The category of personal insights relating to the user himself or herself (image & text from immediate insights, entities-concepts-topics and sentiments from far-reaching insights) are all associated with a significantly higher acceptance likelihood than the far-reaching insights faces-with-context, top-collaborators, and shared-interests.

We denote these as relational insights. From our results, we can conclude that relational insights promote greater privacy awareness in users, as such insights are more likely to dissuade them from installing over-privileged apps.

Also interesting here is that the top-collaborators insight, shown to be something that users care about with respect to their privacy, is something that can be inferred even if an app only has metadata permissions, and not full file access. §7.2 of the paper explores in more detail what can be learned from metadata alone.

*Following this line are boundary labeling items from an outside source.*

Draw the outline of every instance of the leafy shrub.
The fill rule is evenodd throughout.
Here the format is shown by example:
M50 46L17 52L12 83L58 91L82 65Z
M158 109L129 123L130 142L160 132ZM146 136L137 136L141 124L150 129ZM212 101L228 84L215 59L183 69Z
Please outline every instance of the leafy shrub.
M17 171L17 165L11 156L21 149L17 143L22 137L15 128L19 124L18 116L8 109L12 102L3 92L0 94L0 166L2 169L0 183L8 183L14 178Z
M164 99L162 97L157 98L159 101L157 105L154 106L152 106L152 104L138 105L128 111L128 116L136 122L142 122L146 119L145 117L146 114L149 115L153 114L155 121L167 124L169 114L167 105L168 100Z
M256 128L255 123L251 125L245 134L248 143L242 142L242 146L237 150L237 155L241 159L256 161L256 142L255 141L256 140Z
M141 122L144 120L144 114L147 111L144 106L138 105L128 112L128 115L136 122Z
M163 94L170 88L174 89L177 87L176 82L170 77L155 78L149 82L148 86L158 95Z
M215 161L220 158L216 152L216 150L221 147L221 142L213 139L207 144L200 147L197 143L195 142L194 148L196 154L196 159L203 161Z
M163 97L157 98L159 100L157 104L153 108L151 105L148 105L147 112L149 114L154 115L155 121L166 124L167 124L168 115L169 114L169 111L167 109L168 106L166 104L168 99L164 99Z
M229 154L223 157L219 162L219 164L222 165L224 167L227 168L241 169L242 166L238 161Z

We could all wait for Google to implement something like the far-reaching insights in their app store – but that might take some time if ever (and even then, only covers a subset of apps).

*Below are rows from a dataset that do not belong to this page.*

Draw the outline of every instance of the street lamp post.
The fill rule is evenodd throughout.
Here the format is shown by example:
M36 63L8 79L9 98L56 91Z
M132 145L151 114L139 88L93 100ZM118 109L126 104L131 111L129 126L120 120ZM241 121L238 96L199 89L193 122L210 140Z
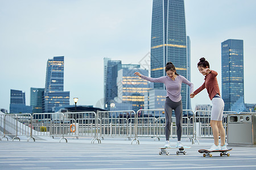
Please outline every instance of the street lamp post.
M74 102L75 102L75 112L76 112L76 103L78 101L78 97L74 97Z

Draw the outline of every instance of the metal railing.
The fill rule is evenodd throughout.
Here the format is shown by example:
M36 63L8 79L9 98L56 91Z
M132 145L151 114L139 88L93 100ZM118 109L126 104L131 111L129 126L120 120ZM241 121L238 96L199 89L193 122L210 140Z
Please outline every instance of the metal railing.
M183 110L183 137L190 140L192 144L198 138L213 138L210 125L210 110ZM248 113L248 112L245 112ZM227 130L227 115L237 114L236 112L224 112L223 125ZM240 112L239 113L243 113ZM174 116L173 114L172 115ZM175 116L172 117L171 135L177 137ZM134 110L43 113L31 114L0 114L0 135L3 139L7 137L20 140L26 136L27 141L35 137L60 137L68 142L67 137L92 138L91 143L100 138L124 137L136 141L138 137L151 137L154 140L165 137L164 109L140 109Z

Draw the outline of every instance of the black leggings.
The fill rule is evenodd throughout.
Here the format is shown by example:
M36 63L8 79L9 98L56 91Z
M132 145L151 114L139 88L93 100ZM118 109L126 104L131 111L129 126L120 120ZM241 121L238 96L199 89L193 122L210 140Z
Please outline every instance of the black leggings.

… we decided not to wait and chose an alternative approach, which is independent of the company’s plans and is ready for user utilization immediately. We built PrivySeal, a privacy-focused store for Google Drive apps, which is readily available at

To generate its far-reaching insights of course, PrivySeal itself requires access to all your files. If such a solution where hosted by the cloud service provider themselves, similar considerations would of course apply – unless a user-key encryption scheme is in use. From the 1440 registered users of PrivySeal at the time the paper was compiled, there were 662 unique apps installed in their Google Drive accounts (many of these installed before the users connected to PrivySeal of course). These came from the Google Chrome Web Store, other Google stores (add-ons and apps marketplace), or outside of Google’s stores altogether. The following summary shows that apps in unofficial stores tend to be in the majority, as well as being much more cavalier with the permissions they request. Improving the Chrome Web Store permissions model may help a bit therefore, but an ideal solution would be independent of the various stores apps can be found in.

How can we do better?

The authors recommend four steps in additional to PrivySeal that would users make informed privacy decisions:

  • Providing finer-grained permission models to help apps request only what they truly need
  • A privacy-preserving intermediate API layer that sits over the top of existing cloud service APIs providing finer grained control, permissions reviews, and transparency dashboards.
  • Transparency dashboards – a post-installation technique to deter developers from abusing user data. Transparency dashboards allow the user to see which files have been downloaded by each 3rd party app and when such operations took place. This either needs to be integrated into the platform itself, or built into a privacy preserving intermediate API that extensions work with.
  • Insights based on used data, “unlike external solutions that can only determine what data can be potentially accessed, the cloud platform can provide users with insights based on the data that developers (vendors) have previously downloaded.

See the related work in section 9.1 of the paper for references to studies looking at user consent mechanisms and their efficacy in the context of Facebook apps, Android apps, and Chrome extensions.

The privacy informing user interfaces in this work were designed in accordance with the principles set out in “A design space for effective privacy notices,” which is also well worth checking out. With new laws coming into effect soon that require informed consent, lets hope we start to see more of this sort of thing in the wild.